José Paz Rodrigues (*) – Todos sabem que o preconceito é um marco presente na vida da humanidade e a mulher não ficou de fora, em razão dele sofreu grandes perdas. Ao longo da história, as mulheres estiveram sempre subjugadas às vontades dos homens, a trabalhar como serviçais, sem receber nada pelo seu trabalho ou então ganhavam um salário injusto, que não dava para sustentar a sua família.

Em razão desses e tantos outros modos de discriminação, as mulheres uniram-se para buscar maior respeito aos seus direitos, ao seu trabalho e à sua vida. A discriminação era tão grande e séria que chegou ao ponto de operárias de uma fábrica têxtil serem queimadas vivas, presas à fábrica em que trabalhavam (em Nova Iorque) após uma manifestação onde reivindicavam melhores condições de trabalho, diminuição da carga horária de 16 para 10 horas diárias, salários iguais aos dos homens, os quais chegavam a ganhar três vezes mais no exercício da mesma função.
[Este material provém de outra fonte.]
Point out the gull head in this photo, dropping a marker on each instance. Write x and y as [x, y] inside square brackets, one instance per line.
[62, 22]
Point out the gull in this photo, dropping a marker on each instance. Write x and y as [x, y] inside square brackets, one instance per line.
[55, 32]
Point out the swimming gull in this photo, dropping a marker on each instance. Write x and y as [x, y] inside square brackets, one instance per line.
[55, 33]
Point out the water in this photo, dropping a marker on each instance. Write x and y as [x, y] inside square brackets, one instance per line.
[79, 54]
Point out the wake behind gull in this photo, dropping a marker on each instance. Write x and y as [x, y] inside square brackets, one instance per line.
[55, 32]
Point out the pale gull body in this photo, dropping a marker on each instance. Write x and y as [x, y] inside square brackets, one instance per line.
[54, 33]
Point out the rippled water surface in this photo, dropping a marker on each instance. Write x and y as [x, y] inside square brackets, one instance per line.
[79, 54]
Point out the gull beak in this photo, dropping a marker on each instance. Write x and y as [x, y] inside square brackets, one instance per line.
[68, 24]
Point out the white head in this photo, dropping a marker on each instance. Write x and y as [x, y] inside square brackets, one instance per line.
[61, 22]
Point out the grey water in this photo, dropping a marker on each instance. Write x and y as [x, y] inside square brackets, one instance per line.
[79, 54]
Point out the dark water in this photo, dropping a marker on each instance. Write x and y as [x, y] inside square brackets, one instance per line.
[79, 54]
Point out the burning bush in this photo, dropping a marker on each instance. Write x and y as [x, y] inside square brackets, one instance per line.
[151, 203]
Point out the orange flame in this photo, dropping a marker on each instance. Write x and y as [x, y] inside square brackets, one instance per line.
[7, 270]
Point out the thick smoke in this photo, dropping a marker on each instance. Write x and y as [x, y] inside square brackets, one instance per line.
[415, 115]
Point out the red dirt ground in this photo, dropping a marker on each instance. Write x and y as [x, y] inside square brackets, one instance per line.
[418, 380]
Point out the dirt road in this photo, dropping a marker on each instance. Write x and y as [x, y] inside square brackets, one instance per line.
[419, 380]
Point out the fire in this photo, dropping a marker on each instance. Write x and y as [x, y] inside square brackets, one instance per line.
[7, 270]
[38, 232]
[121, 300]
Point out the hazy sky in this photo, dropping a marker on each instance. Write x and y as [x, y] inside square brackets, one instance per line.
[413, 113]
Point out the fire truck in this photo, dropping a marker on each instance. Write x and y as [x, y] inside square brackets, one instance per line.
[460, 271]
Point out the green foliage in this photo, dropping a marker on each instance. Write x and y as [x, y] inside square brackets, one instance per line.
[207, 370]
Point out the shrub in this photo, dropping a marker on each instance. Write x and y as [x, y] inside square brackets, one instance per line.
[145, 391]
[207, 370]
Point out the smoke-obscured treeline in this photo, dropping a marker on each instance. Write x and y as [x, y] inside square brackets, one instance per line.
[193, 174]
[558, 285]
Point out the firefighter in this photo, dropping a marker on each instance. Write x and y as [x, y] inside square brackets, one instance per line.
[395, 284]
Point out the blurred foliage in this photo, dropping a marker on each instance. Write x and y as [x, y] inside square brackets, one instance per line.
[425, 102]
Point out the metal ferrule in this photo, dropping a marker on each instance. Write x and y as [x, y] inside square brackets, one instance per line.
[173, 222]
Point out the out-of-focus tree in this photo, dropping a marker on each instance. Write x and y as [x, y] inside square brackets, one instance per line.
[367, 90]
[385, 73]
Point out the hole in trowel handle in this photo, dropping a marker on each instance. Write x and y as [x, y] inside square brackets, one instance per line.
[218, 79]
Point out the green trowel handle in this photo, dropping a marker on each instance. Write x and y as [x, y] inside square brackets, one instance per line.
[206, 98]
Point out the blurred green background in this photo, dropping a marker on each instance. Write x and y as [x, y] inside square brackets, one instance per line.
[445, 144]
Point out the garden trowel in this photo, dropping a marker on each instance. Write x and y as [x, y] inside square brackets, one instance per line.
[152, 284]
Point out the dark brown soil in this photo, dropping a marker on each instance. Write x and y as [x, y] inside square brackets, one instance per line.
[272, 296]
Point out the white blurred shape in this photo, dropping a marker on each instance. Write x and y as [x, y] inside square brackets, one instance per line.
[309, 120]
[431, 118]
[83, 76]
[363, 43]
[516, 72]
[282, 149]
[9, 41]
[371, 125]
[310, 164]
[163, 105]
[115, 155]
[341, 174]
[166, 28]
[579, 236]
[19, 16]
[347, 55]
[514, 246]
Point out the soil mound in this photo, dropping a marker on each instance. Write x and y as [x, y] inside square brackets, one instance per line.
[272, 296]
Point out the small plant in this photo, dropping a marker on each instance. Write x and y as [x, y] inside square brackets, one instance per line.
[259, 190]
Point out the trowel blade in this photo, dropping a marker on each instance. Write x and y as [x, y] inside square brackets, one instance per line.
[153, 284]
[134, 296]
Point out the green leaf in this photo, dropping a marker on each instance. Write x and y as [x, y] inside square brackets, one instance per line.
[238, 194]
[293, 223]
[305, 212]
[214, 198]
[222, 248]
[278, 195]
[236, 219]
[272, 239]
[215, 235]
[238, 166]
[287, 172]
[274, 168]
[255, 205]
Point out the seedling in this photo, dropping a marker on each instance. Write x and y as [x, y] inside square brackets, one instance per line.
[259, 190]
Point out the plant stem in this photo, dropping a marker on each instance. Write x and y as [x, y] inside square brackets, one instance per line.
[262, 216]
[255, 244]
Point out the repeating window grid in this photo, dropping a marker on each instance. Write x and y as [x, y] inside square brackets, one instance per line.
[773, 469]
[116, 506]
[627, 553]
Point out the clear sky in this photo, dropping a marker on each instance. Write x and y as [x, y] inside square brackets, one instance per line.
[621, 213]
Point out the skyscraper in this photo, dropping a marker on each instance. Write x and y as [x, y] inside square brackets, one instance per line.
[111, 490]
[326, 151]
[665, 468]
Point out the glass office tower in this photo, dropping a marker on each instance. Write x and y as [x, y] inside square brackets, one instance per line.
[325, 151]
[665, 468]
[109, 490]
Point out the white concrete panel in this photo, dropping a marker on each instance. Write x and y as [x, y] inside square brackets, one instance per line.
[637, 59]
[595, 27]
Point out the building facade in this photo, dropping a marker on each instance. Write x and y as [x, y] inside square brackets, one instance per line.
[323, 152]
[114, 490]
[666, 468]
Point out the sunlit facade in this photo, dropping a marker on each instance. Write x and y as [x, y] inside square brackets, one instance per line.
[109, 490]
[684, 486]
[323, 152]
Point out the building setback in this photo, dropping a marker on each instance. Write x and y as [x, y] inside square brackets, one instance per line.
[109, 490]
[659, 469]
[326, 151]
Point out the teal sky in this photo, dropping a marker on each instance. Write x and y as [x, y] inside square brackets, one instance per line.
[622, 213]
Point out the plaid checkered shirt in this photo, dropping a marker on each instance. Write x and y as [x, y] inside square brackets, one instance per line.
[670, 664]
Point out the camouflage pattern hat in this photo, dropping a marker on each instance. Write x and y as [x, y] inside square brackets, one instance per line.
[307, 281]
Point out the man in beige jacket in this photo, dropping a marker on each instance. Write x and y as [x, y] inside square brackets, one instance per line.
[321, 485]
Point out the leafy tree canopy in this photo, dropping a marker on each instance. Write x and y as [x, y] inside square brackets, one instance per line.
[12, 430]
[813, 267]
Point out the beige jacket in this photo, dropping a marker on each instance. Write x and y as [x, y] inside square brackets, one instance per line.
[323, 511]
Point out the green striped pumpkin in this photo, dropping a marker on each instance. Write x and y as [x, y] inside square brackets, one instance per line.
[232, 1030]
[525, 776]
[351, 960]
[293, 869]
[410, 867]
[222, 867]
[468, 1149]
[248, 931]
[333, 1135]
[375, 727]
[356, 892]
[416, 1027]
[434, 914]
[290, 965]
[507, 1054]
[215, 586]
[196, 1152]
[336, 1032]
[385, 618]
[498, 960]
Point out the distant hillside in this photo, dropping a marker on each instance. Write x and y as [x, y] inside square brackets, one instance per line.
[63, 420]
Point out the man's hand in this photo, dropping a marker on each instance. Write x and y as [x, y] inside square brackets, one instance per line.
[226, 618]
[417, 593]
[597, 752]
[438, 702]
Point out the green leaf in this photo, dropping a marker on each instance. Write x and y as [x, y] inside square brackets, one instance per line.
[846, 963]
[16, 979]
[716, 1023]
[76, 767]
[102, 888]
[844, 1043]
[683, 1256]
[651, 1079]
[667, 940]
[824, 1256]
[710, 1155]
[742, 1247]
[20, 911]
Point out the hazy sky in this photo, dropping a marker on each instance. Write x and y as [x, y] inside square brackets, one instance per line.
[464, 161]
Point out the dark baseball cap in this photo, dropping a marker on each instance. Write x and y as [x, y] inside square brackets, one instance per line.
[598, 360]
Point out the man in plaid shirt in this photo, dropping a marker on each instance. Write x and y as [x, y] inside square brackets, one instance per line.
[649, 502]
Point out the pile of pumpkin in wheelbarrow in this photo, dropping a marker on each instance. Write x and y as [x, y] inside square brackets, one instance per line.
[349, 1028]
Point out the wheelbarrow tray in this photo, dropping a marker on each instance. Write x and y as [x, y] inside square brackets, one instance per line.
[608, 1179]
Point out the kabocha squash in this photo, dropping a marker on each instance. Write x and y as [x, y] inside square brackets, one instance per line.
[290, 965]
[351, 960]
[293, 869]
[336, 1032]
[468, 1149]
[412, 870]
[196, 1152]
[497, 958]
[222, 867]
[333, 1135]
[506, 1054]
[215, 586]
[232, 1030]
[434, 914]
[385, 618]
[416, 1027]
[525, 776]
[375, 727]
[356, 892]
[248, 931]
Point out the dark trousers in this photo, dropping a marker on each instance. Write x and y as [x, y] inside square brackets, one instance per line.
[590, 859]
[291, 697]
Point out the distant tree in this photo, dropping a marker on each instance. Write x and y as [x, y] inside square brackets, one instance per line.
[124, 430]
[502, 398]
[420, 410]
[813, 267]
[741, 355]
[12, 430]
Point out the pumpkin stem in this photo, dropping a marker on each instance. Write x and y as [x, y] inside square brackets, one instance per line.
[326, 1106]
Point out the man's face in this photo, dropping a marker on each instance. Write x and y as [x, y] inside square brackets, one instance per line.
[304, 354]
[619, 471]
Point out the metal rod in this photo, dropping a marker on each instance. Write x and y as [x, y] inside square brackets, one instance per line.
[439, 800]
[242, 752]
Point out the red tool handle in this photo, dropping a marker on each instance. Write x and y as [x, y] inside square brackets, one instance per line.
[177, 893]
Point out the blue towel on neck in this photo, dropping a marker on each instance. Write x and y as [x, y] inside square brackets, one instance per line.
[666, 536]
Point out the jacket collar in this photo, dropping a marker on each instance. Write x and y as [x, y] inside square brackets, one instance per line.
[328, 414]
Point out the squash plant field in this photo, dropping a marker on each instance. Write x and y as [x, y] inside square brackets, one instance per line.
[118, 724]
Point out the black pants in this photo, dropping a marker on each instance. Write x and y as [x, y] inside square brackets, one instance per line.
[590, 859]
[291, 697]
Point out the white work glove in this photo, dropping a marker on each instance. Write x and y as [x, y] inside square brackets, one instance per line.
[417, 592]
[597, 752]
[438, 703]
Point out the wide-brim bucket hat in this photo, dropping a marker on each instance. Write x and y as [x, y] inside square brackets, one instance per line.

Porém, em 8 de março de 1910, aconteceu na Dinamarca uma conferência internacional feminina, onde assuntos de interesse das mulheres foram discutidos, além de decidirem que a data seria uma homenagem àquelas mortas carbonizadas.

Mas a mulher não desiste de lutar pelo seu crescimento, o dia 8 de março não é apenas marcado como uma data comemorativa, mas um dia para se firmarem discussões que visem à diminuição do preconceito, onde são discutidos assuntos que tratam da importância do papel da mulher diante da sociedade, trazendo a sua importância para uma vida mais justa em todo o mundo. Enfrentando diversas discriminações e adaptações em relação aos “afazeres puramente femininos”, como cuidar da casa e da família, a mulher conseguiu superar as suas dificuldades e ainda administrar o seu tempo a favor das suas atividades, para que as questões familiares não entrem em conflito com questões profissionais e sociais. A mulher ainda é alvo de grande discriminação por aqueles que ainda acreditam que “lugar de mulher é no fogão” e por isso enfrenta o grande desafio de mostrar que apesar de frágil é ainda forte, ousada e firme na tomada de decisões, quando necessário.

A mulher tem marcado as últimas décadas mostrando que competência no trabalho também é um grande marco feminino. Apesar de ser taxada como sexo frágil, a mulher tem-se mostrado forte o bastante para encarar os desafios propostos pelo mercado de trabalho com convicção e disposição. A fragilidade da mulher, ou melhor, a sensibilidade da mulher, tem grande colaboração nas influências humanas que se tenta propagar na atualidade, pois, como se sabe, o mundo passa por transformações rápidas e desastrosas que precisam de mudanças imediatas. A mulher consegue transmitir a importante e dura tarefa de mudar hábitos com a clareza e a delicadeza necessária para despertar o envolvimento de cada indivíduo e a importância da mudança de cada um. O avanço feminino frente à política e à economia ainda mostra a força da mulher em perceber e apontar os problemas tendo sempre boas formas de resolvê-los assim como os indivíduos do sexo masculino, o que evidencia o erro de descriminar e diminuir o sexo feminino privando-o a apenas poucas tarefas (domésticas). A realidade do crescimento do espaço feminino tem sido percebida pela participação da mulher em diferentes áreas da sociedade que lhe conferem direitos sociais, políticos e económicos, assim como os indivíduos do sexo oposto.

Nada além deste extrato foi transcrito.